DataEncoderDecoder
The DataEncoderDecoder gem allows you to encode or decode data in selected columns using a variety of standard techniques, including Base64, Hex, and AES encryption. You can transform values in-place or create new output columns with a prefix or suffix.
The DataEncoderDecoder gem has a corresponding interactive gem example. See Interactive gem examples to learn how to run sample pipelines for this and other gems.
Input and Output
The DataEncoderDecoder gem accepts the following input and output.
| Port | Description |
|---|---|
| in0 | Input dataset containing one or more string or binary columns to encode or decode. |
| out | Output dataset with transformed values. Output columns depend on the transformed column option. |
Parameters
Configure the DataEncoderDecoder gem using the following parameters.
| Parameter | Description |
|---|---|
| Select columns to encode/decode | One or more columns to apply the transformation to. |
| Select encode/decode option | The encoding or decoding method to apply. See Encode/Decode methods. |
| Transformed column options | Choose how the output should be written. See Transformed column options. |
Encode/Decode methods
Choose from the following methods:
base64
Encodes the selected column(s) using Base64.
unbase64
Decodes Base64-encoded column values.
hex
Encodes the selected column(s) into hexadecimal format.
unhex
Decodes hexadecimal-encoded values.
encode
Encodes the string column(s) using a specified character set.
- Charset: Character set to use, such as
UTF-8.
decode
Decodes the string column(s) using a specified character set.
- Charset: Character set to use, such as
UTF-8.
aes_encrypt
Encrypts the selected column(s) using AES encryption.

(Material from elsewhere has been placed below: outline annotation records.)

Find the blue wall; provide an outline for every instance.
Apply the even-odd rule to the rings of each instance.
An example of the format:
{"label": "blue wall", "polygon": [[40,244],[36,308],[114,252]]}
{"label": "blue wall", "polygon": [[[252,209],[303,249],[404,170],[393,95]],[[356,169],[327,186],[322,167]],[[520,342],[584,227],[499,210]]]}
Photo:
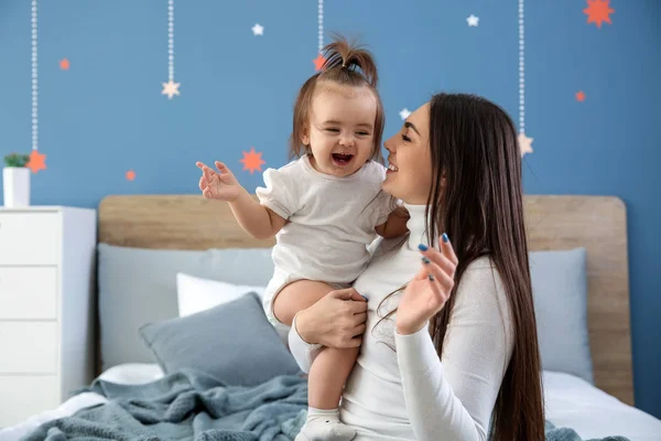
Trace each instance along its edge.
{"label": "blue wall", "polygon": [[[325,29],[376,53],[387,136],[398,112],[441,89],[483,94],[518,121],[518,6],[494,0],[333,0]],[[661,42],[655,0],[611,0],[597,28],[584,1],[525,6],[527,193],[617,195],[627,204],[637,405],[661,417]],[[470,28],[466,18],[479,17]],[[264,26],[254,36],[251,26]],[[226,161],[247,189],[242,151],[286,161],[297,87],[312,73],[312,0],[178,1],[175,80],[166,1],[58,0],[39,9],[40,151],[34,204],[96,207],[108,194],[197,193],[195,161]],[[31,148],[30,1],[0,2],[0,154]],[[327,42],[328,33],[325,41]],[[58,62],[67,58],[68,71]],[[574,94],[583,90],[584,103]],[[124,173],[136,171],[136,180]],[[1,197],[1,195],[0,195]],[[561,325],[561,324],[559,324]]]}

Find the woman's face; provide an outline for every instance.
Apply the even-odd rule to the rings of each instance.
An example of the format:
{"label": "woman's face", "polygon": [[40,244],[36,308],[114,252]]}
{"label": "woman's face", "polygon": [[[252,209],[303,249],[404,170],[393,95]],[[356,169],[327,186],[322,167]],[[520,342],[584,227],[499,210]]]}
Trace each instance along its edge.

- Secret scope: The name of the Databricks secret scope.
- Secret key: The key name within the scope that stores the encryption key.
- Mode: AES encryption mode to use.
GCMCBCEBC
- (Optional) AAD scope and key: For GCM mode, you can specify Databricks scope and key for the AAD.
- (Optional) Initialization vector scope and key: For CBC mode, specify a Databricks secret scope and key for the IV.
Transformed column options
- Substitute the new columns in place: Replaces the original column(s) with the transformed values.
- Add new columns with a prefix/suffix attached: Adds a new column for each transformed input column, appending a prefix or suffix to the name.
Example
Assume you have the following dataset:
| ID | Message |
|---|---|
| 1 | Hello world! |
| 2 | Prophecy |
Using the base64 method, adding new columns with the suffix _encoded, the output would be:
| ID | Message | Message_encoded |
|---|---|---|
| 1 | Hello world! | SGVsbG8gd29ybGQh |
| 2 | Prophecy | UHJvcGhlY3k= |